If it’s your job to eat two frogs, it’s best to eat the biggest one first.

This statement applies to any food challenge.  First conquer the toughest opponent.  For me, the pie crust seemed delicious as the flaky pastry almost melted in my mouth.  However, the pie itself was comprised of thick, dense, gelatinous filling that seemed almost inedible after the first few bites.  Hence, eating the filling would have been the optimal strategy.  For other food challenges, this might mean gobbling down an entire mountain of pho or ice cream, always start with the hardest thing to eat.

The actual food item always looks bigger with every minute of the competition.

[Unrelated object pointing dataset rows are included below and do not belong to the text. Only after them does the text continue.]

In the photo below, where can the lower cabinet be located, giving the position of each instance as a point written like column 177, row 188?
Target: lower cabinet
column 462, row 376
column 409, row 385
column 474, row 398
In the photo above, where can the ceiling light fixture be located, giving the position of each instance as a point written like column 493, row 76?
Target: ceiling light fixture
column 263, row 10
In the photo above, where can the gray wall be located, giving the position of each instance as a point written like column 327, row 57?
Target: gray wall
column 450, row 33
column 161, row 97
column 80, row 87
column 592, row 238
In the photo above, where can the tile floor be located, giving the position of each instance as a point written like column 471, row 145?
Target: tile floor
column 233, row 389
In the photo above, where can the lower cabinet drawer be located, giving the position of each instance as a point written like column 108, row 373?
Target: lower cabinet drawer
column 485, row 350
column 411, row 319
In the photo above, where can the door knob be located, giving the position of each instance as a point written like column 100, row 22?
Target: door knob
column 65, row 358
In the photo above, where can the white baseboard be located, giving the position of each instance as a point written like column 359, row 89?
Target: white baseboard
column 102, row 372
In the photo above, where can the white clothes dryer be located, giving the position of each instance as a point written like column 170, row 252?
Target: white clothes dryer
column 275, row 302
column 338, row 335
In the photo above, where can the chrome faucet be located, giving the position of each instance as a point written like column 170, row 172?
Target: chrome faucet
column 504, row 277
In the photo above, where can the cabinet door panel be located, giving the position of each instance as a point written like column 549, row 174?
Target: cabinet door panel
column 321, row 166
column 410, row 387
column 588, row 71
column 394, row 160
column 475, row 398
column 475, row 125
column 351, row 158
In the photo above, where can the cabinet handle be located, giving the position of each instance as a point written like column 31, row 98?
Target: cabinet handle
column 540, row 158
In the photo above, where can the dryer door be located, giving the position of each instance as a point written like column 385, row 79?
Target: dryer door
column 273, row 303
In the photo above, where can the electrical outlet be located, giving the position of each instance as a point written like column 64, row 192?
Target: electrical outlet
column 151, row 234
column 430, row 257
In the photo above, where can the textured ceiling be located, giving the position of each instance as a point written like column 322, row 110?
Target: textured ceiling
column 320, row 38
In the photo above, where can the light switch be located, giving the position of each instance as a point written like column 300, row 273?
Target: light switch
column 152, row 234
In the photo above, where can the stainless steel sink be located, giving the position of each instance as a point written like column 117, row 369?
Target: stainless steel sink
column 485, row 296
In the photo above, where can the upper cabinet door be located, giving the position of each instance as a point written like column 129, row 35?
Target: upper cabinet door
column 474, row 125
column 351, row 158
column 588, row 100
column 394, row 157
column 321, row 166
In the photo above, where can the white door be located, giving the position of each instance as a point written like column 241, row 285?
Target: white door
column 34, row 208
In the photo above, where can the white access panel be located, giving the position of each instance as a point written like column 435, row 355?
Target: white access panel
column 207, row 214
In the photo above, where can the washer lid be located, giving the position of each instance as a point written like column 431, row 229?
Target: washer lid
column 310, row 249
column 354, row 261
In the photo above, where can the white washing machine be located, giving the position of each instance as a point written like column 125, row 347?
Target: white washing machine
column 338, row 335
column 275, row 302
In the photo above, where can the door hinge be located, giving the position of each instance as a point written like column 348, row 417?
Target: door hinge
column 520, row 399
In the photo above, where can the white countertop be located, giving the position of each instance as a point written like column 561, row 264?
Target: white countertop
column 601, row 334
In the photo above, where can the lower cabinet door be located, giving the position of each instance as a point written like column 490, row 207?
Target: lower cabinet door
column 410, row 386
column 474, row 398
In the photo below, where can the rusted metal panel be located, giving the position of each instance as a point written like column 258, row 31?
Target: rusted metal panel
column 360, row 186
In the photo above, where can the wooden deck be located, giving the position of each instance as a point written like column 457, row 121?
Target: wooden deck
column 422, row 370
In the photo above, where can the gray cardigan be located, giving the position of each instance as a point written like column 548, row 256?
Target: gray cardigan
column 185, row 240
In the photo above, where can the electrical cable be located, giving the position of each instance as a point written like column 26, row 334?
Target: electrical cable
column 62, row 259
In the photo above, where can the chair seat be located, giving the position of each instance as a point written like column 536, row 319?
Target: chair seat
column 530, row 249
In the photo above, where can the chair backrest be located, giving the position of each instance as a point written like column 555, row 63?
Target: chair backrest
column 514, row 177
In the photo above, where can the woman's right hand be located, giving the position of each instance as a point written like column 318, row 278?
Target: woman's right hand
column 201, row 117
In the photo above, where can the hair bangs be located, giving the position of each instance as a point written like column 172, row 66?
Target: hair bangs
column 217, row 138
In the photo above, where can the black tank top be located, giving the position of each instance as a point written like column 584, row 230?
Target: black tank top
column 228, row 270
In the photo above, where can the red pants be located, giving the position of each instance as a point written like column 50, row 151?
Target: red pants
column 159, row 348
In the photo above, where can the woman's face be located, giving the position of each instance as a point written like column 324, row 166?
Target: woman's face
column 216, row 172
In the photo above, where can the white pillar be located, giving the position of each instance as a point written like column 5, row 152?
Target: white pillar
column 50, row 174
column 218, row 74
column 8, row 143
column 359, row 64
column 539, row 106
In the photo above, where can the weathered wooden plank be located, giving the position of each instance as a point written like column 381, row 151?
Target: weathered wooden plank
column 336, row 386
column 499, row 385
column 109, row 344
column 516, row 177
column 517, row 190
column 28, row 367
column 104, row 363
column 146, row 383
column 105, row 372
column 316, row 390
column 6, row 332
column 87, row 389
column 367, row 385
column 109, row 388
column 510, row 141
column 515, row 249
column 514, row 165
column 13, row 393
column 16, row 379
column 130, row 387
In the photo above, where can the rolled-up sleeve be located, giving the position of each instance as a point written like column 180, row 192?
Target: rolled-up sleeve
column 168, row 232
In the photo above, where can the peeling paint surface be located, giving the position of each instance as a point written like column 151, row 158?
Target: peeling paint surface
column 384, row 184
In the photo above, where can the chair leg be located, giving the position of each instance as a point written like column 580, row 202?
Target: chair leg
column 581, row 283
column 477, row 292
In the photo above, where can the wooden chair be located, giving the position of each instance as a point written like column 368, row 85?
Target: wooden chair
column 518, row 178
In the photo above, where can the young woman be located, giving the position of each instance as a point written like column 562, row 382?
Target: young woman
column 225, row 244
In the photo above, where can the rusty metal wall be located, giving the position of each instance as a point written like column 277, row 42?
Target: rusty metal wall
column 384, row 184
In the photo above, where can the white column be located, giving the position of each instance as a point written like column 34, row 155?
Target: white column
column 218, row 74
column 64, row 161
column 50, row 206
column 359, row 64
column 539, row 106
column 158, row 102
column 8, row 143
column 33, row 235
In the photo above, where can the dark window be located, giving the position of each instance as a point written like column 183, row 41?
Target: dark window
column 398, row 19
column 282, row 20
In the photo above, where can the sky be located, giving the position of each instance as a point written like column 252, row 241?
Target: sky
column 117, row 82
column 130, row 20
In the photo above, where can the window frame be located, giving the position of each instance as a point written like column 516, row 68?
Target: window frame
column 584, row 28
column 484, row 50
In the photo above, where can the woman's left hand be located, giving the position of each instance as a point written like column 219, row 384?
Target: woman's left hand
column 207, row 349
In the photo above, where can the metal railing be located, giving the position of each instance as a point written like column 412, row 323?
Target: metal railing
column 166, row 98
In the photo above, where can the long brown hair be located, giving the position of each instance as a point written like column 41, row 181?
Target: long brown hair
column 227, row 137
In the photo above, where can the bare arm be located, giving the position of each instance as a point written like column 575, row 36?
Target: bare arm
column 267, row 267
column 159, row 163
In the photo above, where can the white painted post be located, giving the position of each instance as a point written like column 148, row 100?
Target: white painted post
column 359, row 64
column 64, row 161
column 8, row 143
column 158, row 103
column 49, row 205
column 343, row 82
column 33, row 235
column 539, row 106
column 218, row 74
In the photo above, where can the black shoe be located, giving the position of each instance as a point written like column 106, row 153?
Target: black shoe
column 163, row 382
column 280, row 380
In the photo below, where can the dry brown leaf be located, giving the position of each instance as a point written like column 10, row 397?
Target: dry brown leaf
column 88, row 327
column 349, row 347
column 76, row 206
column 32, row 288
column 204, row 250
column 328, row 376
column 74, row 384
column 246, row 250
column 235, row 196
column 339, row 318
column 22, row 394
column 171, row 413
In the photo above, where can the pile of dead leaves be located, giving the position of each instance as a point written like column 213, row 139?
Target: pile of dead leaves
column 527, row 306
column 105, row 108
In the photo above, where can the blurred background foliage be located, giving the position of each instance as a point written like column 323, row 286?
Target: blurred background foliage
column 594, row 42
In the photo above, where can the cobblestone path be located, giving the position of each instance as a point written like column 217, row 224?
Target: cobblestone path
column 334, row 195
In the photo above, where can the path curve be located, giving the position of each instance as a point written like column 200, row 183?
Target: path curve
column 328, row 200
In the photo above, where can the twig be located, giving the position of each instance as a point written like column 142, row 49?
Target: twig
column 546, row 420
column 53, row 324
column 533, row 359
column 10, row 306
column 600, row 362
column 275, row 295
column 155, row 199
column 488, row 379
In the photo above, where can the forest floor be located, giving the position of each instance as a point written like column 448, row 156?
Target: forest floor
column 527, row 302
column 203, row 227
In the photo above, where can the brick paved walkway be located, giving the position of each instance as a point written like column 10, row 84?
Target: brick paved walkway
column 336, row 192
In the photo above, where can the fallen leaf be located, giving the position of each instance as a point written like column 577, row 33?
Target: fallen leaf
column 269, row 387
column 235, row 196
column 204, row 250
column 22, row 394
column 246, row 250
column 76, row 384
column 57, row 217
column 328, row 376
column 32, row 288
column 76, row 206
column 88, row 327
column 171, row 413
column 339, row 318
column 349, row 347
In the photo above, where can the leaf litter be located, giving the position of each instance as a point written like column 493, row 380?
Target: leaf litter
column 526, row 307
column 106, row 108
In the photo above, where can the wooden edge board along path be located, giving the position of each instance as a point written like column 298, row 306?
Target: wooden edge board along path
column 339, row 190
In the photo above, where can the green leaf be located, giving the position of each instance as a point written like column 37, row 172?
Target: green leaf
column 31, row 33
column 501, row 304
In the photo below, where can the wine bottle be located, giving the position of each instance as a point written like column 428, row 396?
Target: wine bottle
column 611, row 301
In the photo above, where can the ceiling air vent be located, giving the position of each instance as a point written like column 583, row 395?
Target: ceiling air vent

While I was scooping massive cupfulls of pumpkin pie into my mouth, I felt the pie growing with every gulp.  After five minutes, it appears as if I had barely made a dent.

Never look at your opponents.

Staring at your opponents may be the worst way to start a competition.  Competitors may use many different strategies.  For example, this might look like using hands as eating utensils or drowning down the food with water.  Whatever may be the case, staring at your opponents not only overwhelms you but also distracts you from your personal strategy.  For example, my personal strategy was to use the plastic cup provided to scoop the contents of the pie into my mouth, but many others used their forks and others used their hands.  Always go with what your strategy is, and don’t compare with others.

Eating competitions are very public.

If you’re planning on partaking in an eating challenge, you must brace yourself for the public comments and perhaps social media involvement that ensues.

Bring some antacids for heartburn.

One mistake I made during this challenge was not bringing some health aids such as TUMs or Milk of Magnesia.  After the challenge, I sat in class for an additional three hours which was taxing on my stomach and also created some major sugar rush.

At the end of the day it’s not about winning, so much as enjoyment.

I had the chance to sit alongside some friends and share some laughs.  I had great stories to tell my family and friends and bring home a “nearly” unfinished pie for dessert.